One could hack around this by faking state, no? Have the client open a
socket to the server and the server can just manually heartbeat it so
that the connection is not dropped (the client of course must read off
and discard the heartbeats). We're doing this (and more along the same
lines) at Truviso and it works reasonably well (although there are some
pretty hideous corner-case problems with--surprise--Internet Explorer).

Doing this with URLStream (the way we do) will count a connection
against your total open limit (discussed in a number of places; e.g.,
here:
http://www.openajax.org/runtime/wiki/The_Two_HTTP_Connection_Limit_Issue ). 
Note also that maintaining an open connection (and more importantly, a thread) 
per client is not very efficient, and may not be appropriate for all setups.

Doing this with a raw Socket should also be possible (though you'd need
an open port), would avoid the connection limit issue, and (I'm pretty
sure) would be more scalable.

Also, you may need to deal with temporary disconnections when the socket
connection fails, but the client is still there. For us, we just
disconnect the client entirely and try to reconnect with a fresh start,
but that might be less than ideal.
-- 
Maciek Sakrejda
Truviso, Inc.
http://www.truviso.com

-----Original Message-----
From: Seth Hodgson <shodg...@adobe.com>
Reply-To: flexcoders@yahoogroups.com
To: flexcoders@yahoogroups.com <flexcoders@yahoogroups.com>
Subject: RE: [flexcoders] Re: Anything other than a JS alert can delay a
window close?
Date: Mon, 15 Dec 2008 11:40:24 -0800

HTTP session timeout at the server is the only sure-fire way to detect a
client has left. Catching Javascript events at the client and attempting
to notify the server may shortcut this process _when_ it works - but it
provides no guarantees that it will. Even if your Javascript is able to
put a request onto the network or get Flash to issue a request via
ExternalInterface before the browser closes, the notification over the
network could be lost, for instance if an intermediate router crashes.

Depending on the behavior of your app, you can shorten this time
interval by lowering your session timeout in web.xml.

If you're trying to detect the client leaving specific pages this is
more difficult with HTTP because your "connection" (i.e. session) spans
all the pages of your site that are loaded in the browser process. When
the session times out, you could treat this as a "leave" for all pages
the client has viewed during its session.

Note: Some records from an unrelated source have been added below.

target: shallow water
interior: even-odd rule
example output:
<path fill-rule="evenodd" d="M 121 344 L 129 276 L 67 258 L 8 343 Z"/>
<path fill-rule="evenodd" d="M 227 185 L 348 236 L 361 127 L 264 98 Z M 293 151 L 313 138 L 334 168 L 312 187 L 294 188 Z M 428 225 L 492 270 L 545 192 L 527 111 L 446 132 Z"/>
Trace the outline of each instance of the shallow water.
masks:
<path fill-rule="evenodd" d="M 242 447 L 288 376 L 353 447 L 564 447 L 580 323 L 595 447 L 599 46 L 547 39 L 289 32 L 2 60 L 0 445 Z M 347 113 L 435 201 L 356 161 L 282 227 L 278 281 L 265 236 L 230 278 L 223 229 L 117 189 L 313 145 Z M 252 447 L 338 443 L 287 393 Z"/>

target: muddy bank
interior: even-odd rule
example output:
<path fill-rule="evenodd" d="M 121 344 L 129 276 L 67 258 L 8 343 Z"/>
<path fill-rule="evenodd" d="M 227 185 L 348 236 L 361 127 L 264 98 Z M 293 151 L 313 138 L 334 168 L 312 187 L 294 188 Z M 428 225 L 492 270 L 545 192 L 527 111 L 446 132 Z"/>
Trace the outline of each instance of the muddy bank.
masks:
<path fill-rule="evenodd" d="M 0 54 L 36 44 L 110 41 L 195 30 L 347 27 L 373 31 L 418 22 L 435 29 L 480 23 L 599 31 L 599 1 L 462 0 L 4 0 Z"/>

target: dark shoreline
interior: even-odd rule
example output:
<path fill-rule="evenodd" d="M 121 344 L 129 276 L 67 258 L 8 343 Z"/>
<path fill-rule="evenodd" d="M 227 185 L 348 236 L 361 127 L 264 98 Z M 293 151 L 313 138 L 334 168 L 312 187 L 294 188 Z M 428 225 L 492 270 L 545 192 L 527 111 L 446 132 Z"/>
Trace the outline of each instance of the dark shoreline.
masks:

For RTMP (not available in BlazeDS) because we're dealing with a
stateful connection (unlike HTTP where connections are stateless) as
soon as the RTMP connection closes when the user closes their browser or
navigates away from a page containing your Flex app, we detect that and
you can respond to this event on the server.

In this case, if different pages contain individual swfs that you're
tracking, as soon as the client leaves a page and the connection closes
you can track that directly.

Best,
Seth

From: flexcoders@yahoogroups.com [mailto:flexcod...@yahoogroups.com] On
Behalf Of valdhor
Sent: Wednesday, December 10, 2008 5:58 AM
To: flexcoders@yahoogroups.com
Subject: [flexcoders] Re: Anything other than a JS alert can delay a
window close?

Another idea...

How about setting up a timer in Flex to poll the server. If the server
does not receive the poll in a certain amount of time then the client
has disconnected and you can write the data to the database.

It may work even better with BlazeDS (I don't know this - I'm kinda
hoping it works). Hopefully you can tell if a client disconnects from
something they have subscribed to via RTMP. Does anyone know?